Wednesday, September 10, 2008

Billion Dollar Lessons




FULL DISCLOSURE: a copy of this book was provided to me free of charge for review.

I had a chance to read Billion Dollar Lessons, which will be publicly available on September 11, 2008 and I found it to be a worthwhile read. The book essentially extracts failures that very large corporations have made and performs a failure analysis to provide readers with the ability to (hopefully) learn from those failures without having to actually having to fail themselves.

Some of the stories have been told before in other business books, but I did like the level of depth that the authors put into many of the stories; I especially enjoyed the story about the Motorola Iridium project and the amount of detail surrounding the failure of that project. I actually thought, and still do think, that a satellite-based voice and data network has a place and can be profitable, but it was very interesting to read about how not to go about launching one.

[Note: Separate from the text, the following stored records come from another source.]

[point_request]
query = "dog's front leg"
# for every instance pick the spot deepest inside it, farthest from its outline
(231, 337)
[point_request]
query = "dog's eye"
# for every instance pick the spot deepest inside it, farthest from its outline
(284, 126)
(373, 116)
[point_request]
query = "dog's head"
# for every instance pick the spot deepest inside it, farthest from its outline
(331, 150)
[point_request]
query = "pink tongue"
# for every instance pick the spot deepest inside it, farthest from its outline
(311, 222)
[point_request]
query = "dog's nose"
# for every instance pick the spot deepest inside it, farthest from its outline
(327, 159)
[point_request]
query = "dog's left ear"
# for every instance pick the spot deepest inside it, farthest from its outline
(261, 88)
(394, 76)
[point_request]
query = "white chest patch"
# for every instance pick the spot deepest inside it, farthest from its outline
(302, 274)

The underlying theme of the book is that failures in large-scale corporations result from overall strategic failure and poor implementation of the strategic process. There are many examples within the book about how the flat out ego-based decisions of upper management flew baldly in the face of what, in retrospect, appears to be common sense and/or researched conclusions. Although the authors do not try to pin everything on an ego vs. common sense argument, as many good business decisions involve a healthy amount of ego-based thinking, they do suggest the use of someone within the strategic decision process playing the role of advocatus diaboli (devil's advocate) -- read Chapter 10 about this as it's a very worthwhile takeaway from the book and immediately applicable to businesses of all sizes.

Some of the chapters are really only applicable to very large businesses and could probably be skipped unless you work in one.

Overall I found the book to be a worthwhile read.